With the quadrennial national party conventions as a backdrop, another poll affirms that most Americans are unhappy with inaction by policymakers on a core element of the American Dream – homeownership and access to affordable housing.

Three-quarters of the roughly 1,000 Americans in a poll by Ipsos Public Affairs, released the same week as a poll on housing views by Schoen Consulting (which we featured in a teleconference) said they would be more likely to support a presidential candidate who makes housing affordability a priority and they want the issue spelled out in the platforms of the two major political parties.

The Republican platform takes up the issue in some detail and takes aim at what is termed the “corrupt business model” of Fannie Mae and Freddie Mac. While reforming the mortgage giants has been delayed longer than anyone would have guessed, the next president and Congress should read the public’s sentiments carefully in designing a system that better serves taxpayers, homebuyers and capital markets.
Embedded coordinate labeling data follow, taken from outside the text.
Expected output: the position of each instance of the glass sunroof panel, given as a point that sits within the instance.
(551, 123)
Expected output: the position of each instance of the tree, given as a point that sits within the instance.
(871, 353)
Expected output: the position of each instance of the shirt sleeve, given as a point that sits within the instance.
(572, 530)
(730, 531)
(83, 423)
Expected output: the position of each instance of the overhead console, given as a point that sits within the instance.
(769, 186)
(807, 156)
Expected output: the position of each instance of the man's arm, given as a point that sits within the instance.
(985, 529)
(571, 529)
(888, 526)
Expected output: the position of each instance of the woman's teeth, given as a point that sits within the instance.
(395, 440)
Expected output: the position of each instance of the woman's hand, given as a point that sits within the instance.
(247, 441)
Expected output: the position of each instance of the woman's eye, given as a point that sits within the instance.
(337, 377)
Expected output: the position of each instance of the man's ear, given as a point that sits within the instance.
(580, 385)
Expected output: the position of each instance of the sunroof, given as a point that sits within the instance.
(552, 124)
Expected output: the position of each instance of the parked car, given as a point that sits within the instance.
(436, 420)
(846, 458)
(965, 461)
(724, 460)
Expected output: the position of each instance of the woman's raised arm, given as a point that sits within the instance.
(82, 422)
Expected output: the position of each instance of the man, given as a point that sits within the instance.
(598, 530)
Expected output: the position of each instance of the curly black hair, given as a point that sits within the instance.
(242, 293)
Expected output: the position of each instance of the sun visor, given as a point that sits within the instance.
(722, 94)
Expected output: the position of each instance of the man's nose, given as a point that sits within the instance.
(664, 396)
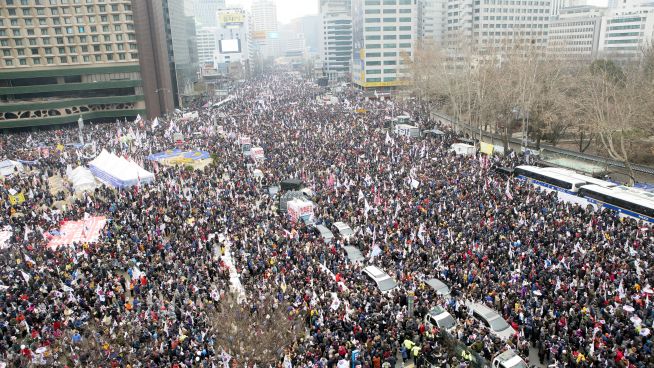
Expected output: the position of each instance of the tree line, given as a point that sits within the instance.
(597, 106)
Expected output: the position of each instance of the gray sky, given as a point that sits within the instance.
(286, 9)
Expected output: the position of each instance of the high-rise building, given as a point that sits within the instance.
(384, 37)
(574, 33)
(232, 55)
(264, 29)
(169, 62)
(497, 23)
(432, 20)
(207, 44)
(60, 61)
(626, 31)
(336, 38)
(205, 11)
(309, 26)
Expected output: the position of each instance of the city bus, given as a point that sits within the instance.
(625, 202)
(575, 175)
(565, 186)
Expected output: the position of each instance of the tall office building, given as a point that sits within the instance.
(626, 31)
(309, 26)
(497, 23)
(574, 33)
(336, 38)
(384, 37)
(232, 55)
(169, 62)
(62, 60)
(432, 20)
(207, 44)
(264, 29)
(205, 11)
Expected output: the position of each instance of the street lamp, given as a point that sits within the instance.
(80, 126)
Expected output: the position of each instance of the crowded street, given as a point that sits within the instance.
(574, 284)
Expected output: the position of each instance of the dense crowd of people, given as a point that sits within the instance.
(574, 283)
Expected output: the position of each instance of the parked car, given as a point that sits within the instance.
(344, 230)
(509, 359)
(439, 287)
(354, 254)
(384, 282)
(492, 319)
(440, 318)
(325, 233)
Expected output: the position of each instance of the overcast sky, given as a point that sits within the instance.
(286, 9)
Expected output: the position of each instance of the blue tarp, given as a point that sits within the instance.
(177, 153)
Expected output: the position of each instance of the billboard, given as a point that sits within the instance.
(259, 35)
(228, 20)
(229, 46)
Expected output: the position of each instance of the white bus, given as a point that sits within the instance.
(575, 175)
(623, 201)
(565, 186)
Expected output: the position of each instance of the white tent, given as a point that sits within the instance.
(7, 167)
(118, 172)
(82, 179)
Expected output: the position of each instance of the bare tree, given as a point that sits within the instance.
(256, 333)
(619, 104)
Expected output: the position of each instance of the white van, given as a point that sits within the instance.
(440, 318)
(354, 254)
(344, 230)
(509, 359)
(439, 287)
(491, 319)
(463, 149)
(325, 233)
(384, 282)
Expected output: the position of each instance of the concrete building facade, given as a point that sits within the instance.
(574, 34)
(336, 39)
(62, 60)
(264, 29)
(205, 11)
(432, 20)
(206, 42)
(626, 31)
(496, 23)
(384, 36)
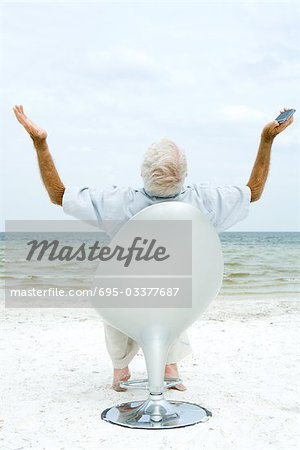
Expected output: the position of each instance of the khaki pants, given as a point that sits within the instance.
(122, 349)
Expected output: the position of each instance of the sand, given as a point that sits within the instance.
(245, 369)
The concern about access to affordable housing in the Ipsos survey tracks closely with what Schoen found. In an op-ed for Fox News, Schoen noted that the 2016 election has been defined so far by issues such as immigration, Islamic terror, and economic inequality but a powerful current of uncertainty and dissatisfaction about housing flows deep in the American psyche. Schoen noted a majority (53%) of American voters believe that “It’s too difficult for people like me to buy a home,” and fully four-in-ten (41%) likely voters agree that “Banks don’t want to provide mortgages to people like me.” In the Ipsos poll, just short of half of the respondents said that they or someone they knew had personally struggled to pay rent or a mortgage over the last year. Similarly, Schoen found almost a quarter (23%) of likely voters or their families have lost their home since the 2008 housing crisis, and 43% know someone who has lost their home since the 2008 housing crisis.

In light of these revelations, it is not surprising that both polls found broad and deep dissatisfaction over the response from policymakers, at all levels of government, and a sense that the presidential campaigns this year have been inattentive to the public’s sense of anxiety about homeownership and affordable rental housing access.

The Republican platform, is explicitly billed as restoring the American Dream. It includes two sections on expanding homeownership, with an emphasis on reforming mortgage financing, winding down Fannie Mae and Freddie Mac and reducing the government’s role in the market via the Federal Housing Administration.  The Democratic platform, to be taken up this week, is more skewed toward expanding access to affordable housing. It specifically flags increasing funding for the National Housing Trust Fund and other ways to aide those struggling most to find and keep affordable housing, such as low-income families, the disabled, veterans and the elderly.

To be sure, Investors Unite’s chief concern – following the law and upholding the rights of shareholders in Fannie Mae and Freddie Mac – is too granular for a party platform. Nonetheless, Schoen’s poll did raise the issue. He found that those surveyed think what is happening to shareholders is emblematic of a system that is largely rigged and unfair. When asked about the Net Worth Sweep, a plurality (47%) of likely voters said they believe the sweep takes funds that could be used to increase the availability of mortgages and is a violation of shareholder rights. This perception was especially strong among Black voters. Overall, nearly two-thirds (63%) of likely voters believe the rights of shareholders and investors in Fannie Mae and Freddie Mac should be protected from the government.

Regardless of which party prevails this November, these surveys reveal a nation eager for their elected officials to take up the last and perhaps most important piece of unfinished business from the financial crisis and recession.  It is impossible to extrapolate directly from the data but it is reasonable to assume that upending housing finance, carelessly abandoning shareholder rights, and turning Fannie and Freddie over to the whims of big banks without evidence it will help average Americans is not the kind of reform people want.